Coordinate Descent with Arbitrary Sampling I: Algorithms and Complexity

TL;DR

This paper introduces ALPHA, a flexible randomized coordinate descent algorithm capable of handling arbitrary sampling distributions, unifying and improving upon existing methods for convex optimization with block-separable regularizers.

Contribution

The paper presents ALPHA, a novel coordinate descent method that supports arbitrary sampling, unifies various existing algorithms, and provides improved complexity bounds.

Findings

ALPHA generalizes multiple coordinate descent algorithms.

It achieves complexity bounds matching or better than existing methods.

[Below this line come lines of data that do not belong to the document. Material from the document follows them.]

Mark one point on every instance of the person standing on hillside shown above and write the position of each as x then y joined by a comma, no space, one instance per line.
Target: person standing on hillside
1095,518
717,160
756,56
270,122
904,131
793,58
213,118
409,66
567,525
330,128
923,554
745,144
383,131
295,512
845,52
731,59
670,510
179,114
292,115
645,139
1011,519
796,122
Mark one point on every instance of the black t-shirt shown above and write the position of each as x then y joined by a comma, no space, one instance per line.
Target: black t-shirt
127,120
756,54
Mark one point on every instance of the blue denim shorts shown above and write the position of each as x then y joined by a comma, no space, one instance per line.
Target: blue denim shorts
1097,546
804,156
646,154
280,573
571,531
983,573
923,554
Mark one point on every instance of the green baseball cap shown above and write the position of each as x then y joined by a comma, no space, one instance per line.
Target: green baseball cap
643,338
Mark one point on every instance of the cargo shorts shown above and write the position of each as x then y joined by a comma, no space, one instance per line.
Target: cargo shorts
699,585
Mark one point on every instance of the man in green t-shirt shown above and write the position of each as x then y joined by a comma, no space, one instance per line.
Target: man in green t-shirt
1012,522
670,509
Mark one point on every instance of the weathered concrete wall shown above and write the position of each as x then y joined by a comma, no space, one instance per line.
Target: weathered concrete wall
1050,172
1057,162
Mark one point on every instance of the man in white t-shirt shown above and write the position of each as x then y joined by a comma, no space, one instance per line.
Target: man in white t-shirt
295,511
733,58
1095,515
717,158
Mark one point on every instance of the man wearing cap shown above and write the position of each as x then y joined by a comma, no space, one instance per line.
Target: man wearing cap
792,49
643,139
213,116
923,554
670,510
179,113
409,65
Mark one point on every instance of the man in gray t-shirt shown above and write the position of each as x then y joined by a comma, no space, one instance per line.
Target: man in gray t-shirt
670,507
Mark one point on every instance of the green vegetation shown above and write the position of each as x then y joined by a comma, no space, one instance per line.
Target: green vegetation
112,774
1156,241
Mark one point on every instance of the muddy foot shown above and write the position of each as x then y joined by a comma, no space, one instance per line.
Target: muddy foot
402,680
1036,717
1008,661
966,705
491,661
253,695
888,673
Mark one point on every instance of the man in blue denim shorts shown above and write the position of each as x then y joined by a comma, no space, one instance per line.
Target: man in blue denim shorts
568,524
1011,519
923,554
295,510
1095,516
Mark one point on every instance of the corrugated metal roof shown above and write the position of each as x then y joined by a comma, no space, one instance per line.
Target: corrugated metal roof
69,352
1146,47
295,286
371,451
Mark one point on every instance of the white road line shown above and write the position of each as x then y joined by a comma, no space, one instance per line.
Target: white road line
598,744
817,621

Variants with importance sampling are introduced and analyzed.

Abstract

We study the problem of minimizing the sum of a smooth convex function and a convex block-separable regularizer and propose a new randomized coordinate descent method, which we call ALPHA. Our method at every iteration updates a random subset of coordinates, following an arbitrary distribution. No coordinate descent methods capable to handle an arbitrary sampling have been studied in the literature before for this problem. ALPHA is a remarkably flexible algorithm: in special cases, it reduces to deterministic and randomized methods such as gradient descent, coordinate descent, parallel coordinate descent and distributed coordinate descent -- both in nonaccelerated and accelerated variants. The variants with arbitrary (or importance) sampling are new. We provide a complexity analysis of ALPHA, from which we deduce as a direct corollary complexity bounds for its many variants, all matching or improving best known bounds.